Friday, January 06, 2023

What's Wrong With Human Composting?

Human composting has become a subject of popular discussion, and I see a lot of religiously-minded people acting upset about it. For the life of me, I cannot figure out what the problem is supposed to be. How is this different from burying people in a blanket or wooden coffin, which is what Christians have done for literally thousands of years?

Embalming only really became a thing after the Civil War, it isn't required in any state in the union, and a lot of faiths (e.g., Judaism and Islam) completely forbid embalming. Actually, Christianity is weird for allowing it. Embalming poisons the soil. The embalmers are required to wear full hazmat suits, including respirator, when they do it. Embalming fluid used to contain arsenic, and 19th-century cemeteries are almost all toxic waste sites as a result, leaching arsenic into the ground water.

"Human composting" is pretty much how family cemeteries stay small. Individual family members are serially buried in the same 18 square feet of dirt over the centuries. Monasteries would commonly bury monks one on top of another, and most of their remains would decompose in the ground seamlessly over the centuries so each plot could be re-used.

What is being described in the article is not much different than how human beings have been buried for almost all of human history. What is the big deal? 
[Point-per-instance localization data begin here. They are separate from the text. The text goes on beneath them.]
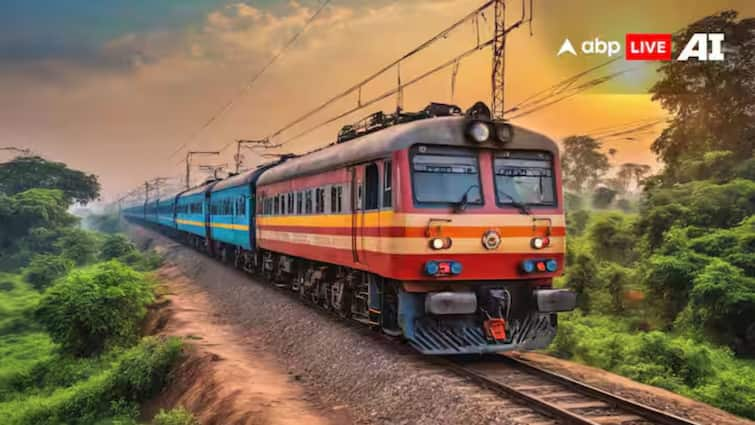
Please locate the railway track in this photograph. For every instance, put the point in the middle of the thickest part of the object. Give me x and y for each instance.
(556, 396)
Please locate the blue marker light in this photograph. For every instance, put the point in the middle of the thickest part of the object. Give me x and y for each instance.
(528, 266)
(551, 265)
(432, 268)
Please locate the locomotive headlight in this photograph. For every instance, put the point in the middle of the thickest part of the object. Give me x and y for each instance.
(504, 133)
(478, 131)
(539, 243)
(491, 239)
(440, 243)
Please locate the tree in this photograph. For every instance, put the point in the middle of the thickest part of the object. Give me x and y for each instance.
(629, 172)
(34, 208)
(44, 269)
(612, 237)
(24, 173)
(96, 308)
(116, 246)
(711, 102)
(583, 163)
(602, 197)
(78, 245)
(721, 299)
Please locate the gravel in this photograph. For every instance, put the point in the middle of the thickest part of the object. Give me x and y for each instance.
(380, 381)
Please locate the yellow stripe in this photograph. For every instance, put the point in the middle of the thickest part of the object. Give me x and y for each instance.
(243, 227)
(190, 222)
(406, 246)
(390, 218)
(230, 226)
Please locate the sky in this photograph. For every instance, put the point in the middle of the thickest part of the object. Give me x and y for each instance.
(116, 87)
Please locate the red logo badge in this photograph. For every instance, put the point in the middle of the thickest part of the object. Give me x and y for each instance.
(648, 47)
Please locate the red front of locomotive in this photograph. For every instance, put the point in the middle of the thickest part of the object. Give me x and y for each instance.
(450, 230)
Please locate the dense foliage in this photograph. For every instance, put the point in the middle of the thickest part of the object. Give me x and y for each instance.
(44, 269)
(25, 173)
(665, 276)
(95, 308)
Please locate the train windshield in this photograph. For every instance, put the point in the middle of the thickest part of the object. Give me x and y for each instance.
(443, 176)
(524, 178)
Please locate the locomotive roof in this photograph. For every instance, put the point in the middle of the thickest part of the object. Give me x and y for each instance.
(441, 131)
(244, 178)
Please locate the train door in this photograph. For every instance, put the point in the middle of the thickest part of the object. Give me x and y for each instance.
(370, 220)
(355, 206)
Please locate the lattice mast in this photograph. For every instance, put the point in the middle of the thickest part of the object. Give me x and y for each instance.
(499, 59)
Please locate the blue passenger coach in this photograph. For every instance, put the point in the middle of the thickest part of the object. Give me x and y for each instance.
(232, 210)
(191, 210)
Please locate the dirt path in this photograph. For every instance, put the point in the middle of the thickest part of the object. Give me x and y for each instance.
(228, 379)
(261, 357)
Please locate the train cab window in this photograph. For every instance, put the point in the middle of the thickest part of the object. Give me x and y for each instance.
(443, 176)
(241, 206)
(387, 184)
(523, 177)
(372, 187)
(308, 202)
(336, 199)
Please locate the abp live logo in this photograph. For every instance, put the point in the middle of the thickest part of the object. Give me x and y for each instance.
(658, 47)
(651, 47)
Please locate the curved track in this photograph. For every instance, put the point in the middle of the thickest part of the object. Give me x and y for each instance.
(557, 396)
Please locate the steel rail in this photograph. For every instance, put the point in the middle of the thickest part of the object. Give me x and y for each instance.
(553, 409)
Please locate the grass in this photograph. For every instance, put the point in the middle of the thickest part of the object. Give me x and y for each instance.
(39, 385)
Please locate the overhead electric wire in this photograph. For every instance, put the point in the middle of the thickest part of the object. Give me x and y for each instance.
(229, 104)
(384, 69)
(402, 86)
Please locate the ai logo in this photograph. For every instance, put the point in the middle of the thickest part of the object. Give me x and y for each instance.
(650, 47)
(697, 47)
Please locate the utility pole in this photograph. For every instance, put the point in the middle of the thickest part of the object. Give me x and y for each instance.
(499, 59)
(213, 169)
(188, 163)
(15, 149)
(250, 144)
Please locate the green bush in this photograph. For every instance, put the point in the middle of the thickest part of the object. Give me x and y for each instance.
(96, 308)
(135, 376)
(680, 364)
(78, 245)
(176, 416)
(44, 269)
(116, 246)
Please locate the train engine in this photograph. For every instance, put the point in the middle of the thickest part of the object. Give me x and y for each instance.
(446, 228)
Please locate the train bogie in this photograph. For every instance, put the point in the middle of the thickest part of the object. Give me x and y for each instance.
(447, 231)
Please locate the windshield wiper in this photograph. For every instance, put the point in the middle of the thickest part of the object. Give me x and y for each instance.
(462, 204)
(523, 208)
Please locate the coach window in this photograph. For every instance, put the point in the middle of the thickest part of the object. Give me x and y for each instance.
(372, 185)
(333, 199)
(387, 185)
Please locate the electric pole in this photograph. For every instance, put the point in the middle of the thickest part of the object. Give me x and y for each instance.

Genesis says Adam was formed from the clay, the word "adam" means "red" and is related to the Hebrew "adamah" which means land or soil. St. Paul talks of men as clay vessels (2 Cor 4:7). The Anglican Book of Common Prayer implicitly endorses composting: "we therefore commit this body to the ground, earth to earth, ashes to ashes, dust to dust; in sure and certain hope of the Resurrection to eternal life."

The Catholic liturgy does the same. On Ash Wednesday, the priest inscribes the cross on your forehead with the words, "Remember, man, thou art dust, and to dust thou shalt return."